I wanted to throw up. In college, I took a class on vampirism as part of my seminar electives. I knew quite a bit, although I never thought it to be true. Honestly, I can't even decide if having some insight is good or bad. One thing that was enforced in class was that these creatures were evil, hungry things without any regards for human life. Is that what I was now? Soulless and prone to evil?
After hours of driving, we ended up in the middle of nowhere. Alarm bells went off in the back of my mind and looking out the darkness went on and on. We finally stopped and it was then I managed to see the warehouse. It looked like the kind of place to commit murder and get away with it. Connor must have noticed my panic because he chuckled and shook his head as he worked on getting out of the car.
"Relax," Connor said, humor in his eyes and then closed the driver's door.
I fumbled with my own seatbelt and slowly got out of the car, looking about me with eyes like a deer caught by headlights.
"Be honest, are you an ax murderer?"
He didn't answer.
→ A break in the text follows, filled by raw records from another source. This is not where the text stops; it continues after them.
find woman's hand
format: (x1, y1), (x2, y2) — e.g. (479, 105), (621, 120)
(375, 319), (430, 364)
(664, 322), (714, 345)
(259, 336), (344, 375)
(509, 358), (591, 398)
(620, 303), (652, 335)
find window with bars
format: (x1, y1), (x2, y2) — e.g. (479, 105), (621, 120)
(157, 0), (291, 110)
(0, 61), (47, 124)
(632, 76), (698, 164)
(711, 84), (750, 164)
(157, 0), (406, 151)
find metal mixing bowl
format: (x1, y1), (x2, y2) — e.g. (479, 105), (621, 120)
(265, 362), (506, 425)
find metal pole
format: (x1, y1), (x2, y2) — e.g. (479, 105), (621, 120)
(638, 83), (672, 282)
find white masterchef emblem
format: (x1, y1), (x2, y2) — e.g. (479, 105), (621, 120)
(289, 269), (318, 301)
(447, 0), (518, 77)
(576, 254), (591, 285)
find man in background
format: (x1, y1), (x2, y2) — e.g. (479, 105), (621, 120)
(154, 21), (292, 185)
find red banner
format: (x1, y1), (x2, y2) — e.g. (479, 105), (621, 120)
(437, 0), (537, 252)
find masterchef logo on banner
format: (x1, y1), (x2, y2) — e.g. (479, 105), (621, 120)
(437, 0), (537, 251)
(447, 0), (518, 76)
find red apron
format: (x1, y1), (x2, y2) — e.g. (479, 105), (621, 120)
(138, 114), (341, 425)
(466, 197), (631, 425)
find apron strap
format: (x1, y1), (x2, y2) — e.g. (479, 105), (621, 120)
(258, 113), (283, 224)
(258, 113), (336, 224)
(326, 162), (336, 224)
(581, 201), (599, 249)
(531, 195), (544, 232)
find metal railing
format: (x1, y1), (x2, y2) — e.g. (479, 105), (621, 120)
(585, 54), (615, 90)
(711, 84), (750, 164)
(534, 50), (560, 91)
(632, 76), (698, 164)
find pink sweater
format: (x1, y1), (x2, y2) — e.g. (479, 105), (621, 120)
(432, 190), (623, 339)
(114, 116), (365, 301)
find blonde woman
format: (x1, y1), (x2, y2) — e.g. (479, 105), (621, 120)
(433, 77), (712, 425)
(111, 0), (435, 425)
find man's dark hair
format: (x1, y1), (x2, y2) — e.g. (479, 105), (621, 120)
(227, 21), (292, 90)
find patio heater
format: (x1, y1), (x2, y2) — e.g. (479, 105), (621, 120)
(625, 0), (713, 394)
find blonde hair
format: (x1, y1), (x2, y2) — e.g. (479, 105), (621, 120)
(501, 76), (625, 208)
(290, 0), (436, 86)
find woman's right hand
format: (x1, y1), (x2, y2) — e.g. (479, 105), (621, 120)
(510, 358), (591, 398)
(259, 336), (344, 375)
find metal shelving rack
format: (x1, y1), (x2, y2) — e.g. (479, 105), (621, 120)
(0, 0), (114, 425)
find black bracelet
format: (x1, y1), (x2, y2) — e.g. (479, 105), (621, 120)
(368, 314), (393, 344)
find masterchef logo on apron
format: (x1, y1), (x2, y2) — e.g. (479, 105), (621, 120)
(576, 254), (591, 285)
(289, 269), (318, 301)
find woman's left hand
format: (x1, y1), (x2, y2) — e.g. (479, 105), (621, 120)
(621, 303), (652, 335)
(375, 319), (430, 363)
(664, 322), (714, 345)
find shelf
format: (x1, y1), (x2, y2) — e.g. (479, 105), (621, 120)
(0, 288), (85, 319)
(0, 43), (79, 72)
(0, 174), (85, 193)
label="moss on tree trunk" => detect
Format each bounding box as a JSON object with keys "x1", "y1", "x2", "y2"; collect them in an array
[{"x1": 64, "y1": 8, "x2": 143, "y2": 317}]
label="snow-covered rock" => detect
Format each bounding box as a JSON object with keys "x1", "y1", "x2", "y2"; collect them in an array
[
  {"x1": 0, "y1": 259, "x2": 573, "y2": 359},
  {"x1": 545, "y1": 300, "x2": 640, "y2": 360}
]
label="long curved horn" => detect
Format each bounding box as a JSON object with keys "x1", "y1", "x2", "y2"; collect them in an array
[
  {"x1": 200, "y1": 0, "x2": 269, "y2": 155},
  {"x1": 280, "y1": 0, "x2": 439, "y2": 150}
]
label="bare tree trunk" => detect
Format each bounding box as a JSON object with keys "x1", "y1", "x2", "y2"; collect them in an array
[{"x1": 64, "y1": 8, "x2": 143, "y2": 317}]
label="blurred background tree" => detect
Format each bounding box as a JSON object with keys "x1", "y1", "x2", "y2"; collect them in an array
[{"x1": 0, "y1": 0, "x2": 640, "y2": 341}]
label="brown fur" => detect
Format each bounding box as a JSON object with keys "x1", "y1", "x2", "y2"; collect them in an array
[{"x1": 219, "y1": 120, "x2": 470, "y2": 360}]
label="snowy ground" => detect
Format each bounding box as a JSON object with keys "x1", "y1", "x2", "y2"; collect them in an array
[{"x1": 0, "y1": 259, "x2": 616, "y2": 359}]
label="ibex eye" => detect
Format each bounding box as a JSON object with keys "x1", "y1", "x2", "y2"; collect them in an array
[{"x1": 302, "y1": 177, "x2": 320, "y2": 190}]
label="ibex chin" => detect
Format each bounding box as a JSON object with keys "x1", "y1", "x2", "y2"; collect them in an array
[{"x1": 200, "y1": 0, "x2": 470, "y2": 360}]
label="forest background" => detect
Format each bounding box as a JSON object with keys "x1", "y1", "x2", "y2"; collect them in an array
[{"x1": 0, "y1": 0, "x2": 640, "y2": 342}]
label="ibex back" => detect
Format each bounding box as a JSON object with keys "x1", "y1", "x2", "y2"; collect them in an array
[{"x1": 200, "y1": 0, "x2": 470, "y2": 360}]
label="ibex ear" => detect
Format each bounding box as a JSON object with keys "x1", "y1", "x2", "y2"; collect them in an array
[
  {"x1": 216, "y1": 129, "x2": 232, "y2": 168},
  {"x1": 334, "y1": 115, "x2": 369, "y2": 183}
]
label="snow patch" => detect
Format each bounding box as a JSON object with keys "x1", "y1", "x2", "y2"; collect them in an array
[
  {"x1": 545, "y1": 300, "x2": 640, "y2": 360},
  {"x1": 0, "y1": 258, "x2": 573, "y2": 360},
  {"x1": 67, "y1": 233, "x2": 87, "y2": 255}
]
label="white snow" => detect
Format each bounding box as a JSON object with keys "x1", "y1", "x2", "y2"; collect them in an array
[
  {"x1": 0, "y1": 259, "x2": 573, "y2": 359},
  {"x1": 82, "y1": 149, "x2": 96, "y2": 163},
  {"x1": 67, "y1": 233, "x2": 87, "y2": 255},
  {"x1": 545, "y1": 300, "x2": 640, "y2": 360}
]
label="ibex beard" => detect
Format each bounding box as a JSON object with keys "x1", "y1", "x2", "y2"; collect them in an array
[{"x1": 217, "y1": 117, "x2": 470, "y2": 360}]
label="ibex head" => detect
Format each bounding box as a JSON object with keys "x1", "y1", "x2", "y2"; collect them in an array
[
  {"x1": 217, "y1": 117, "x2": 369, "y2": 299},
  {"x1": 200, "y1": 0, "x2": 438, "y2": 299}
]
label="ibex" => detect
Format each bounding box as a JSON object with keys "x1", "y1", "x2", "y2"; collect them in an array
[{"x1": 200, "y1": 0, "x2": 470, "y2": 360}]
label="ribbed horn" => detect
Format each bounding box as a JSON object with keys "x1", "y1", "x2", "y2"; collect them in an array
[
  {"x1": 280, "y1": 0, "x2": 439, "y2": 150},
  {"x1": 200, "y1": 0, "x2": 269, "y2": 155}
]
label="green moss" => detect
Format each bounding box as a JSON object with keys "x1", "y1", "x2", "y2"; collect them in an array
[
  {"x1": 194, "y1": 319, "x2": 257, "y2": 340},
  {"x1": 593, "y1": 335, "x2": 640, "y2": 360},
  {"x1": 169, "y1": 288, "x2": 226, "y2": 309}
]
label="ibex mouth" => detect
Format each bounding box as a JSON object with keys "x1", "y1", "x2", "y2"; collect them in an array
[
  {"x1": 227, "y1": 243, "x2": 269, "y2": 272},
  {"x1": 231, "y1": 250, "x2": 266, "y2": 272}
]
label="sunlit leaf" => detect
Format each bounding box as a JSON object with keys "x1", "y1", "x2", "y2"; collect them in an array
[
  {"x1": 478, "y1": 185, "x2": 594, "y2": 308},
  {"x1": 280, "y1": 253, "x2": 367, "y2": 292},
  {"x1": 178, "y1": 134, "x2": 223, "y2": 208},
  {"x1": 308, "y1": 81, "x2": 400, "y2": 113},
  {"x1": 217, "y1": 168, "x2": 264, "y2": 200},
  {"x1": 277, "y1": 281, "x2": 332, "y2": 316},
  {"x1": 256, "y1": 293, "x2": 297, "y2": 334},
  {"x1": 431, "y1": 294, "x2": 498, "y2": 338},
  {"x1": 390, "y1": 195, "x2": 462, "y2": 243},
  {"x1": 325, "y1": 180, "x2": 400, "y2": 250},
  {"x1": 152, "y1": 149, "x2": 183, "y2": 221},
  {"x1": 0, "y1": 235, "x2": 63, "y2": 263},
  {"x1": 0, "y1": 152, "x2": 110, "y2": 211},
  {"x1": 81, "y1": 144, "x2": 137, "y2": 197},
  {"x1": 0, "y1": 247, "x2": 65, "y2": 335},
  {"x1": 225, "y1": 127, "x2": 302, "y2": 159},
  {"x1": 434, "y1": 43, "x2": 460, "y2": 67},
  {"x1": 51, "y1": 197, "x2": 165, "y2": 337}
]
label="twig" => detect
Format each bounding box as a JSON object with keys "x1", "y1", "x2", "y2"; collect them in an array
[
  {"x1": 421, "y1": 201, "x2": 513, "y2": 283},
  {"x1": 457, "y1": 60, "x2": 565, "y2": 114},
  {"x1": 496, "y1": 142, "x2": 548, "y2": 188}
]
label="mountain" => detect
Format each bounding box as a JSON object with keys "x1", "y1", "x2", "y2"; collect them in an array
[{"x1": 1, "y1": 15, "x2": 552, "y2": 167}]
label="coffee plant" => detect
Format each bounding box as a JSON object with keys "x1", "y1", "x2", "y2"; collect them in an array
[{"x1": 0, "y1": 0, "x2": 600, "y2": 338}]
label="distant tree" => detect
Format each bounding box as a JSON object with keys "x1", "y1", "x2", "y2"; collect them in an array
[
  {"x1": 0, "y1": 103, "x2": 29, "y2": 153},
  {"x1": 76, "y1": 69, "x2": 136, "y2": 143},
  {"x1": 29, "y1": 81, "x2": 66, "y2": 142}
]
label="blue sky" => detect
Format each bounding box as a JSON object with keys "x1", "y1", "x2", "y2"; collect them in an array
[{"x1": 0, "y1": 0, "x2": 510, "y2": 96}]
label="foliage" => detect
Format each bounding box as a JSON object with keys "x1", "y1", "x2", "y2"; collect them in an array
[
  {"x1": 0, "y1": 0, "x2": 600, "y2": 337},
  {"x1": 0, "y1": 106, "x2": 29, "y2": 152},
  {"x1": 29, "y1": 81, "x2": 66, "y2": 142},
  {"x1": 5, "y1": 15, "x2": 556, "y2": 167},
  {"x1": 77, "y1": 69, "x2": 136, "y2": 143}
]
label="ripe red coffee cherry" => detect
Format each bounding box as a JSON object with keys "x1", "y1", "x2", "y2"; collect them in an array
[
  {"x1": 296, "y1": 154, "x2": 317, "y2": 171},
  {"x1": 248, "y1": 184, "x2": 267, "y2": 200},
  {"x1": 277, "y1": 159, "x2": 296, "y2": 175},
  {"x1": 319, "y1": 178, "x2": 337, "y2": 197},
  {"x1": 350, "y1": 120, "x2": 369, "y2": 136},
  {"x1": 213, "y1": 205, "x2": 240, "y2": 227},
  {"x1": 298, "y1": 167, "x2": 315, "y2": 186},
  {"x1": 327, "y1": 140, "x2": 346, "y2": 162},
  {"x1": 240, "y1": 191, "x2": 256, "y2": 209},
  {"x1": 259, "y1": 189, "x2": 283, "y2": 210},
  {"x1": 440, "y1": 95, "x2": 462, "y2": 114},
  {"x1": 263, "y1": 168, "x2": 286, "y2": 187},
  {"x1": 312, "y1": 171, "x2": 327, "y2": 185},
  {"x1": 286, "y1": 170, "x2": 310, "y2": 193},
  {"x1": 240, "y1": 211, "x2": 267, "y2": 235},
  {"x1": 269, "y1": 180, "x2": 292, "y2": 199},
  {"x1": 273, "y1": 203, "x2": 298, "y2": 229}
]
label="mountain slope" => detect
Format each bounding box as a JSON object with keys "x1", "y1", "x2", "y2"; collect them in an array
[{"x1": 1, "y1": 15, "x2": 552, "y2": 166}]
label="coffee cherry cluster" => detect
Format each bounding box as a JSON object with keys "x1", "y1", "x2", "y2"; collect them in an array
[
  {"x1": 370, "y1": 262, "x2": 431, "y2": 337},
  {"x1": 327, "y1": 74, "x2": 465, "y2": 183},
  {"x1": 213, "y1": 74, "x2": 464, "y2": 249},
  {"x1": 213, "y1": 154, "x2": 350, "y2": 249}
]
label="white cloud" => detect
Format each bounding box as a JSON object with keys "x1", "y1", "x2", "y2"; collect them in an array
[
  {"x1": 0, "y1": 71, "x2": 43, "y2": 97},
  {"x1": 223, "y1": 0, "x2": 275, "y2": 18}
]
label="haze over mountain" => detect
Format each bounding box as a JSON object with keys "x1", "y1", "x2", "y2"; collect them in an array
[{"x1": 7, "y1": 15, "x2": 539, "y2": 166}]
He chuckled and led the way towards the warehouse. The huge metal doors looked heavy, but Connor pushed it open easily enough. The loud sound the doors gave as it whined open echoed in the warehouse and I walked in hesitantly. Connor closed the door and suddenly I couldn't see anymore. Panic rushed over me once more and then I felt a hand grip my wrist firmly. I squealed.
"It's just me. Come on."
Inside the warehouse it was dark. Pitch black and it wasn't my intention to clutch on to Connor's arm, but it couldn't see a thing in front of me and my feet were tripping over whatever rubble was on the floor. It was hard to keep steady and then something amazing happened. My eyes adjusted to the dark and suddenly I could see so much clearer then during daylight. I blinked several times and with each blink my eyesight seemed to get better. When I could fully see I realized I was hugging Connor's arm against my chest so tight. I let him go as if I got burned and he continued to stare in front of him. I put some space between us and he stopped.
"I'm guessing your vision adjusted?" His voice was so low, so deep, so scary really. He was so angry looking, like his face was simply in a permanent scowl.
I cleared my throat before answering. "Yes. It's amazing. I can see so clearly."
"Right. Well I guess now you can walk on your own without cutting all circulation from my arm." His face was so stern and then it broke into a smirk that I was sure left me with flushed cheeks. I could hear the blood rushing to my ear and I picked at my nails.
"Sorry about that." I stuttered.
"Just keep to yourself, Vamp." He rolled his eyes.
Connor led the way to a door far to the left of the warehouse. When he pushed open the steel door, his arm gestured for me to enter first. That had me skeptical and he shook his head and went in first instead. "It's what I get for trying to be a gentleman. Come in if you want. Pray the wolves don't come roaming in here tonight. They are quite ruthless."
At that I skipped into through the door. What I saw within the room definitely wasn't what I expected.